W środę po południu, jak zapowiadał Seremet, na stronie internetowej PG opublikowane zostało pełne oświadczenie w tej sprawie i materiały, o których prokurator generalny mówił tego dnia speckomisji i wcześniej całemu Sejmowi.

Po wyjściu z posiedzenia komisji Seremet powiedział dziennikarzom, że przedstawił posłom szeroką informację o podstawowym śledztwie w sprawie tzw. afery podsłuchowej. Zapewnił, że zrobił to "w sposób tak szeroki, tak maksymalny, jak było to możliwe według zgody prokuratorów prowadzących to postępowanie". Dodał, że podczas swojego posiedzenia komisja zastanawiała się, jak zapobiec podobnym czynom w przyszłości.

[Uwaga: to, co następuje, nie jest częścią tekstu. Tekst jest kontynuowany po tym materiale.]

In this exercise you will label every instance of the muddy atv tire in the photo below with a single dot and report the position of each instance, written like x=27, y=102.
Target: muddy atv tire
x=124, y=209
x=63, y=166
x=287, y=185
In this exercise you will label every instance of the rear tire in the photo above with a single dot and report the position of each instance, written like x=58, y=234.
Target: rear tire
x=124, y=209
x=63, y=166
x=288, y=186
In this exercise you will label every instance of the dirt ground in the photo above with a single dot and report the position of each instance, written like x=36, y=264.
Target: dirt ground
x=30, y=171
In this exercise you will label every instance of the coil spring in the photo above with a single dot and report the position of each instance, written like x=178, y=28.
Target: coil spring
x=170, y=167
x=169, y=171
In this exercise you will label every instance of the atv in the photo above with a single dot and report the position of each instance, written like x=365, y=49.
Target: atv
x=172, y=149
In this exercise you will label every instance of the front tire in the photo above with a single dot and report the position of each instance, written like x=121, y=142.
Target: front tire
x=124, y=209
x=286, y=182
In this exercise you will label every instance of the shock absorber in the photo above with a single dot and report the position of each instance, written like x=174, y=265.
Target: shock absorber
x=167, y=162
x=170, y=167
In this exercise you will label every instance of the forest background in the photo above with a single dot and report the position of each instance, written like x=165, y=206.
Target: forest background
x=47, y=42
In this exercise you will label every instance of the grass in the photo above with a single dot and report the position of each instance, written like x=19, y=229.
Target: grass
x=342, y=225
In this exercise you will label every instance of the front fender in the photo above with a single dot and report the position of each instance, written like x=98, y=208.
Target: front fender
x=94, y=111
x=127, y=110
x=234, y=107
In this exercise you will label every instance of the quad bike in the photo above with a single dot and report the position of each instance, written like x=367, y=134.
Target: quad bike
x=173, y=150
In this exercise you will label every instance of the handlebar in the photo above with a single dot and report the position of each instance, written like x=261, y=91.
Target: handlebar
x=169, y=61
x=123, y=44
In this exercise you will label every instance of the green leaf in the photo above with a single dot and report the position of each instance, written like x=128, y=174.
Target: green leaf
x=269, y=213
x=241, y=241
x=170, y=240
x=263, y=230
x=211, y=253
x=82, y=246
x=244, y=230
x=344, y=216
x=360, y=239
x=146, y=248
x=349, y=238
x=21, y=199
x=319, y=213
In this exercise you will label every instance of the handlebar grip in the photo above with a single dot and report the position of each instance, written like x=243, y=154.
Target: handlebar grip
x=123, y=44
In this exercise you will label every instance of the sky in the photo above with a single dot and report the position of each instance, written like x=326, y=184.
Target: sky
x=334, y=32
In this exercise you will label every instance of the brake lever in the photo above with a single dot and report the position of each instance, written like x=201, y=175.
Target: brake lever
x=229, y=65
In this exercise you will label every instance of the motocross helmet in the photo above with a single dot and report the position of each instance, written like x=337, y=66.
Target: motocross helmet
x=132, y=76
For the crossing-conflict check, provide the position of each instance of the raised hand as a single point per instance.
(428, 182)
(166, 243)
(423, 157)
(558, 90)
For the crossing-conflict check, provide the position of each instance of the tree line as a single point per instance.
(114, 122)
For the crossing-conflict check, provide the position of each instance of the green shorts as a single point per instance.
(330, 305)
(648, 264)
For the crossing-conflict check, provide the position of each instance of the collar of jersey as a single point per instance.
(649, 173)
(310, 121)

"Jeśli ktoś uzyskuje legalnie dostęp do akt, wie, że za ich ujawnienie grozi mu odpowiedzialność karna i mimo tego robi to, popełniając przestępstwo, to po stronie prokuratury jest jedynie możliwość takiego oznakowania dokumentów, by zidentyfikować taką osobę i pociągnąć do odpowiedzialności karnej" - powiedział Seremet.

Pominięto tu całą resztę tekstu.